Les opérations de reclassement des titres d'Areva au sein de la sphère publique visent à financer une partie du démantèlement des installations nucléaires du CEA, en complément des subventions budgétaires qui y sont consacrées. Vous avez raison, monsieur Bachelay, de souligner qu'une réflexion plus large mérite d'être engagée sur le mode de financement des charges de démantèlement, lesquelles s'étaleront sur plusieurs décennies. A cet égard, la Direction du budget et l'APE ont entrepris une réflexion commune.

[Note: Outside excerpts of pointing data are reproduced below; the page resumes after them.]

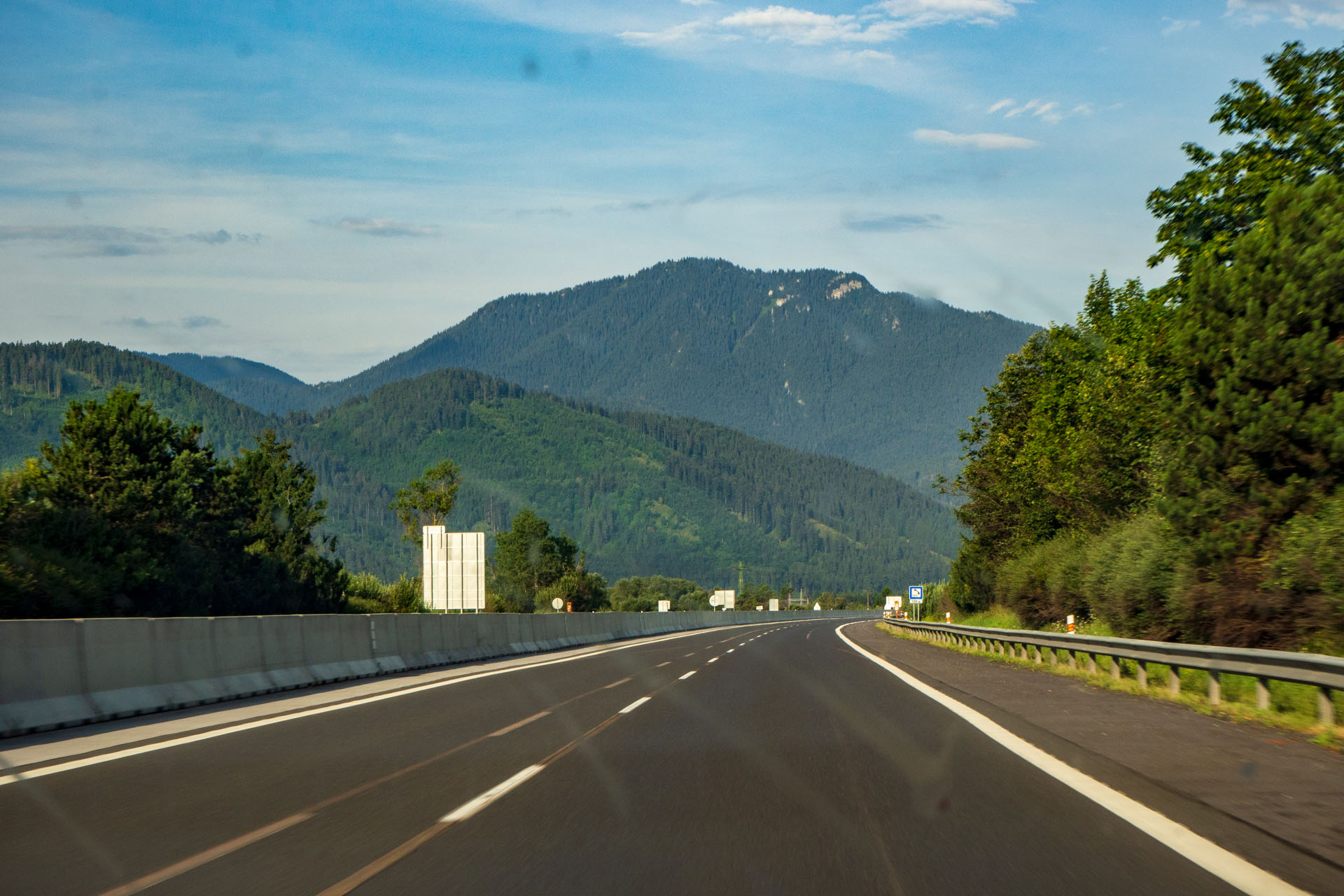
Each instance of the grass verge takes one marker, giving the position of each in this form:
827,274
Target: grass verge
1292,706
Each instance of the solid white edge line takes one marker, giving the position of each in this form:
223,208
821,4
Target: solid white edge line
635,706
1179,839
41,771
473,806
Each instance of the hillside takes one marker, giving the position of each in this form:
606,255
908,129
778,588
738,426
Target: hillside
258,386
643,493
816,360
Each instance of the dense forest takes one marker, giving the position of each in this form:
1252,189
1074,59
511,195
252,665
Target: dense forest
641,493
128,514
816,360
1172,463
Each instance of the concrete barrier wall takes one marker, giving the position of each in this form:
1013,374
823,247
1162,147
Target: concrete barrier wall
67,672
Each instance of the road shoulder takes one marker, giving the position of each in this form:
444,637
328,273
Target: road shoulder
1199,770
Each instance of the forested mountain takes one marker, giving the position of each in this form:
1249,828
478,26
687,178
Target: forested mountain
1174,461
260,386
816,360
641,493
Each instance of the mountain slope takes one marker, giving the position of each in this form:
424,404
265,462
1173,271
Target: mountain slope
816,360
643,493
260,386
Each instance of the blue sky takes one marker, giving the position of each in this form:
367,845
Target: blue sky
319,186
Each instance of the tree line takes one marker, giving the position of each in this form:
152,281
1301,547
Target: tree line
1172,461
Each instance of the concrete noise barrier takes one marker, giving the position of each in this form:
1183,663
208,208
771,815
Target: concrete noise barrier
69,672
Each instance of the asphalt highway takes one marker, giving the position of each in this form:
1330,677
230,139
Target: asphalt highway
758,760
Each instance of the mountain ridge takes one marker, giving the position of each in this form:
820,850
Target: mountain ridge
644,493
818,360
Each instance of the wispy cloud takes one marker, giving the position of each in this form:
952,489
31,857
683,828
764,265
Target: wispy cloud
1050,112
220,237
894,223
974,141
1298,14
197,321
105,241
80,234
1172,26
381,227
874,24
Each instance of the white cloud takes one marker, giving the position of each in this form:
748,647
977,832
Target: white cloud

S'agissant des banques multilatérales de développement, je rappelle que le montant total des dépenses qui leur sont consacrées pour la période 2011-2024 s'élève à 328 millions d'euros, à raison d'un montant annuel de 56 millions d'euros environ pour la période 2011-2015, puis de 15 millions entre 2016 et 2018. L'imputation budgétaire de ces dépenses sur le compte d'affectation spéciale « Participations financières de l'État » est bien conforme à l'objet patrimonial de ce CAS lorsqu'il s'agit d'augmentation de capital. En effet, les augmentations de capital des banques multilatérales de développement se traduisent pour l'État par la souscription d'un actif financier en contrepartie du versement de capital et, de surcroît, ces actifs entraînent des retombées financières – augmentation des actifs de la banque lorsqu'elle est rentable, voire du capital lui-même en cas d'incorporation des réserves.

Telles sont les réponses que je souhaitais vous apporter, mesdames et messieurs les députés, tout en me tenant à votre disposition dans les jours et les semaines qui viennent pour répondre à toute autre question.